EDDA is a tool for systematic assessment of the impact of experimental design and the statistical test used on the ability to detect differential abundance. EDDA can aid in the design of a range of common experiments such as RNA-seq , ChIP-seq , Nanostring assays, RIP-seq and Metagenomic sequencing, and enables researchers to comprehensively investigate the impact of experimental decisions on the ability to detect differential abundance. More details of EDDA can be found at Luo, Huaien et al. “The Importance of Study Design for Detecting Differentially Abundant Features in High-Throughput Experiments.” Genome Biology 2014;15(12):527.

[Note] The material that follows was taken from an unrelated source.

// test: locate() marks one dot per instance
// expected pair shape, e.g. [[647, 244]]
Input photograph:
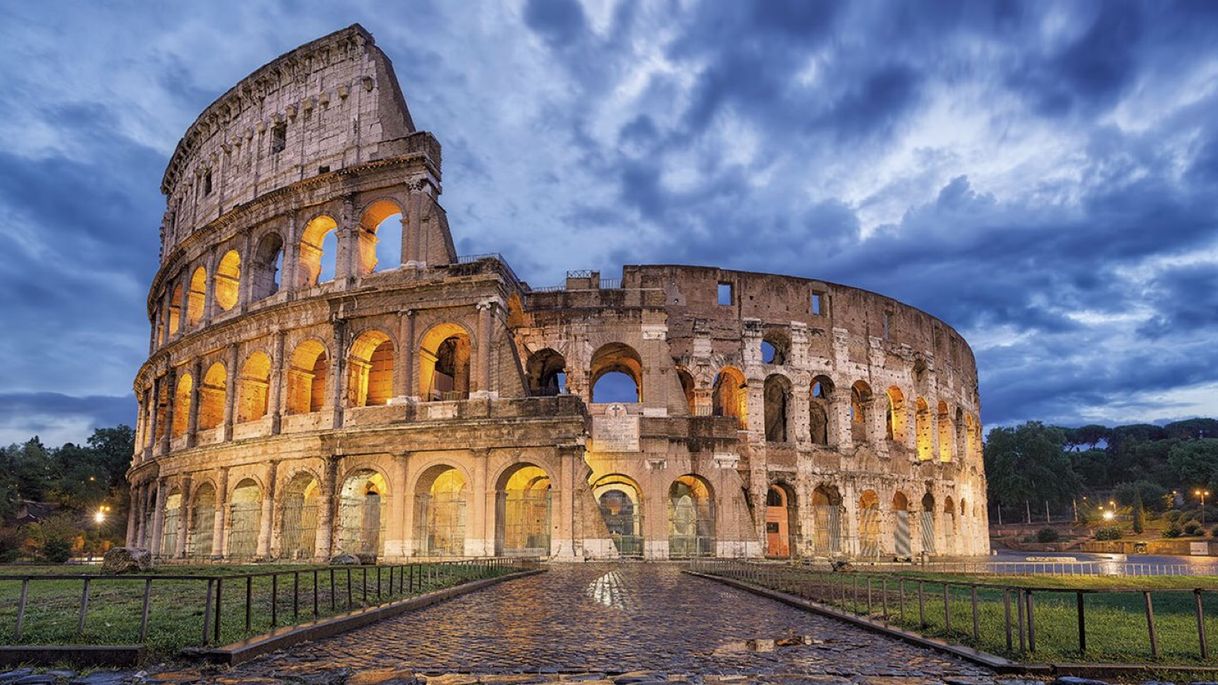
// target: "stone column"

This web application exposes some of the functionality of EDDA and can be used to answer the following questions:
What are the differentially abundant entities in my experiment?
This module is meant to enable users to easily run a panel of statistical tests on any given dataset, to assess the variability of results across statistical tests, compute the intersection and union of these results and correspondingly select a more robust or comprehensive set of calls for downstream analysis. The use-case here is when a user has already generated all their data and would like a limited comparison of results from various DATs.
What is the power of my experiment to detect differentially abundant entities?
The purpose of this module is to allow users to evaluate the relative performance of various statiscal tests based on the characteristics of their experimental setting. Users can adjust the stringency thresholds for the DATs and immediately assess the impact on performance, without rerunning the DATs. The expected use-case for this module is when users have pilot data and would like to do a systematic evaluation of the DATs.
Do I have enough data and sufficient number of replicates?
This module allows users to specify desired performance targets and the range of experimental choices that are feasible, to identify combinations that can meet the targets as well as the appropriate DATs that can be used to achieve them. Ideally, users in the planning stages of an experiment would use this module to optimize their experimental design.